Descriptive statistics for the Model 1 dataset are summarized in Table 2. Swell potential (SP) spans a wide range, from 0.26% to 168.57%, with a standard deviation of 23.52% and strong right skew (2.68), reflecting the presence of high-swell cases and distributional imbalance. Liquid limit (LL) ranges from 19% to 255%, and plasticity index (PI) reaches an implausible maximum of 225%, indicating likely data-entry errors and confirming PI’s deterministic dependence on LL and PL. Activity (A), computed as PI divided by clay content, shows the highest variability, with a standard deviation of 9.61 and extreme right skew (6.95). Most notably, A reaches a maximum value of 90, which far exceeds the range associated with any natural clay mineral. For reference, even highly active montmorillonitic clays typically exhibit A values between 5.6 and 13.9 [64]. Such an outlier is physically implausible and suggests a unit mismatch or transcription error. This further motivates the need for domain-guided data cleaning.

3.1. Baseline Model

The baseline configuration (Model 1) represents an “as-received” treatment, commonly adopted in early-stage applications of ML to geotechnical datasets.
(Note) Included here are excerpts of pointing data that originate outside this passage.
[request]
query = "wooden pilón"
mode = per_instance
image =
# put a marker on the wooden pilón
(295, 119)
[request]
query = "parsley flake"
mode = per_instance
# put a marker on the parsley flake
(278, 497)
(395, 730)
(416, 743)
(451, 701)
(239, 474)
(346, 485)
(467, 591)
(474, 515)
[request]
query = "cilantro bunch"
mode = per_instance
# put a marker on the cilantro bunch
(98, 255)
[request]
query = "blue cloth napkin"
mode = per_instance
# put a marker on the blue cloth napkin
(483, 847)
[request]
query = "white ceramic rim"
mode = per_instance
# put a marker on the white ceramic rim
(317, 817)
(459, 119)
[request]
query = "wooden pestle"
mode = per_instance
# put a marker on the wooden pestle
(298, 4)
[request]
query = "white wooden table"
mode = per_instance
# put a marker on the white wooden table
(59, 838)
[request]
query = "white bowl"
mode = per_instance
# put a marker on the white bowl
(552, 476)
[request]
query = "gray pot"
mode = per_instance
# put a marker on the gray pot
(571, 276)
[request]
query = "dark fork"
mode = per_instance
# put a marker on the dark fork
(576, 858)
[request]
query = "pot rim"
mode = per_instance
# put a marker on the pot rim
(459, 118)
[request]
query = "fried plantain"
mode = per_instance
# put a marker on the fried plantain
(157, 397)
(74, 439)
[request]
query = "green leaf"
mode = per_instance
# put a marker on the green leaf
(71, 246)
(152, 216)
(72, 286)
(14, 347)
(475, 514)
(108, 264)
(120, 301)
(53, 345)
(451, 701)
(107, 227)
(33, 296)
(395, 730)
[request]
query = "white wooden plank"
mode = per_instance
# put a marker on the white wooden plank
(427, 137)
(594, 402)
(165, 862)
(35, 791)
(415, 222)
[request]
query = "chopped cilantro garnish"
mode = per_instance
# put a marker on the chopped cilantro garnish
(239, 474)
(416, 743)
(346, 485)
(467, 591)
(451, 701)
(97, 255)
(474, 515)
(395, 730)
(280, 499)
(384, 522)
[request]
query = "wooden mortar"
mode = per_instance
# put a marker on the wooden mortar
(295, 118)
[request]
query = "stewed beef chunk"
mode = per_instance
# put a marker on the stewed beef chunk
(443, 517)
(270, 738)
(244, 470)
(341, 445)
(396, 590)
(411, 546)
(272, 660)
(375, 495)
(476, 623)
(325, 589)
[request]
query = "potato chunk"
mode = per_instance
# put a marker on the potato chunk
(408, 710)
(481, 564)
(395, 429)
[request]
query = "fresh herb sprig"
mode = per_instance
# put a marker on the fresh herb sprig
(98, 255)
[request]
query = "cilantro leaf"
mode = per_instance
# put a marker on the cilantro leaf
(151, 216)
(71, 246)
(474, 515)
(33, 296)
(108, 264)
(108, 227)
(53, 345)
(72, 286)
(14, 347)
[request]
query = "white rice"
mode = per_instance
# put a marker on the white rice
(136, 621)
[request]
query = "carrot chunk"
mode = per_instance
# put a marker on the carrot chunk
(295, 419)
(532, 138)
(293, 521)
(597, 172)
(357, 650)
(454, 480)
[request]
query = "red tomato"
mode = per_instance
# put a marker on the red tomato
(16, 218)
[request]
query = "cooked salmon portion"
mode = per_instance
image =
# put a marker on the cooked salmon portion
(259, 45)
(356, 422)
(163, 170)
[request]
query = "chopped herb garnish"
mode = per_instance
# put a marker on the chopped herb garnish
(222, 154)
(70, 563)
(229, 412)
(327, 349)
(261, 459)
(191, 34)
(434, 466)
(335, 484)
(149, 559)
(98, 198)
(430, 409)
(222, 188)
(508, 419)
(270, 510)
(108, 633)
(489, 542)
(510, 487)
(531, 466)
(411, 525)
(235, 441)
This model utilizes the original, unprocessed file, comprising 310 observations, each characterized by five numerical predictors: liquid limit (LL %), plastic limit (PL %), plasticity index (PI %), Skempton activity (A = PI/C), and clay fraction (C %), with swell potential (SP %) as the response variable. No preprocessing steps were applied to this dataset. Specifically, no hard-limit filtering, categorical validation, or duplicate removal procedures were performed, and fundamental deterministic relationships, such as PI = LL − PL, were not enforced. As a result, potential transcription errors (e.g., PI > LL), statistical outliers, and duplicate records remain within the modeling matrix. Diagnostic inspection revealed that the dataset contains several exact duplicate rows as well as extreme values in key geotechnical indices, most notably abnormally high PI, LL, and A values, suggesting either entry errors or the absence of threshold-based screening. Moreover, full multicollinearity among LL, PL, PI, and A is preserved, and no effort was made to identify or mitigate redundant predictors.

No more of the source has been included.